Page MenuHomePhabricator

CirrusSearch: We think CirrusSearch is doing two page parses on a page update and don't like that
Closed, ResolvedPublic

Description

We think CirrusSearch is doing two page parses on a page update and don't like that. We should do something about that but we're not sure what yet.


Version: unspecified
Severity: normal

Details

Reference
bz56968

Event Timeline

bzimport raised the priority of this task from to High.Nov 22 2014, 2:33 AM
bzimport added a project: CirrusSearch.
bzimport set Reference to bz56968.

So I think I more or less tracked it down. It can happen in two places:

  1. When we're called in SearchUpdate during a page edit, we're not making use of the already parsed version of the page. This makes page edits slower. It should be basically a non-issue though if we fix bug 57316
  1. Page redirects, when calling updateFromTitleAndText() and then updateFromTitle(), we we're likely throwing away any parser output we have on hand.

To fix this once and for all, I think I've got a solution in mind: I'm going to write a class that handles grabbing parser output and the parser cache so Cirrus won't have to care.

At the very least, we'd only end up with one parse per page in a given process.

I like the idea.

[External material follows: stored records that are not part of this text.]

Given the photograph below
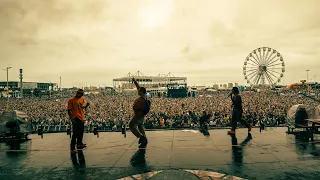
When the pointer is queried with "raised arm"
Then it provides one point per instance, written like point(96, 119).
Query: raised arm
point(136, 83)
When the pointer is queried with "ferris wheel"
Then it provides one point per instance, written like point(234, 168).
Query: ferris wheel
point(264, 66)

I think it'll be less important when we get Bug 572316 because there will be fewer paths to take into the update process.

Oh, I still advocate doing it every though we're doing bug 57316.

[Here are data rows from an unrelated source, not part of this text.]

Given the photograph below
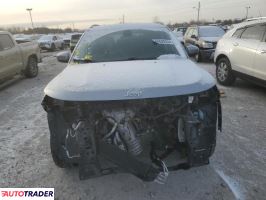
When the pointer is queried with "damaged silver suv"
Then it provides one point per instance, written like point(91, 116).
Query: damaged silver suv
point(131, 101)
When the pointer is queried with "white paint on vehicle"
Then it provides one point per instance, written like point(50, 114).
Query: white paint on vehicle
point(112, 80)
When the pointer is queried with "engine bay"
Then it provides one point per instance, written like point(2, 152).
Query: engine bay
point(145, 137)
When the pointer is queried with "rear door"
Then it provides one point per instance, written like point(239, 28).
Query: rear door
point(244, 49)
point(10, 58)
point(260, 59)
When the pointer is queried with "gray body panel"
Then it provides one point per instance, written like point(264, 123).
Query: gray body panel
point(129, 80)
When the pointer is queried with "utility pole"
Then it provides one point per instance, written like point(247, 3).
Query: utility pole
point(29, 10)
point(247, 8)
point(123, 19)
point(198, 10)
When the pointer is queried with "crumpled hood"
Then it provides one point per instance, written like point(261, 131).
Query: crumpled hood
point(129, 80)
point(210, 39)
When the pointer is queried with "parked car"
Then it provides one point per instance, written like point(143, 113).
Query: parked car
point(206, 38)
point(51, 42)
point(67, 38)
point(242, 53)
point(130, 95)
point(74, 40)
point(181, 29)
point(18, 58)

So, the situation is far better than it was now that bug 57316 is fixed. There's tons of refactoring for that and other things have improved this.

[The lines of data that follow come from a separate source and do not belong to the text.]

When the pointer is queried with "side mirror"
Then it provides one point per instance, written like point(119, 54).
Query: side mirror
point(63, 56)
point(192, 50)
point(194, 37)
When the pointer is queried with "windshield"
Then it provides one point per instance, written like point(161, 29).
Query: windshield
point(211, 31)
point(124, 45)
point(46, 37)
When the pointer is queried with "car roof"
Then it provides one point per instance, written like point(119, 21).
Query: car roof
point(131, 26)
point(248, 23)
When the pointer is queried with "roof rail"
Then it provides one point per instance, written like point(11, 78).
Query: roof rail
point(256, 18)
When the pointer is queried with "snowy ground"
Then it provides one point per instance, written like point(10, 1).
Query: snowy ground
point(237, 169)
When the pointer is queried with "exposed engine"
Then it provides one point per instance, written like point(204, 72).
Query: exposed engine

We pass ParserOutput around everywhere now, and don't stampede the cache like we used to. We still toss the EditPage's output like I said in comment 1 (1), but we don't care anymore since we're using the job queue (and passing the output through the job queue would be bad).

Comment 1 (2) is fixed now

Other than bulk indexing jobs (where we bump the batch size to 10-ish), we shouldn't be doing any more than 1 parse per job now, which was the goal.

Marking this FIXED since we don't have a MOSTLY-FIXED-BUT-DONT-CARE :)

(In reply to comment #4)

Comment 1 (2) is fixed now

Pressed enter too soon. Meant to say:

Comment 1 (2) is fixed now with the job queue as well. We still index recursively, but since it's in the job queue we're not doing multiple in-process parses.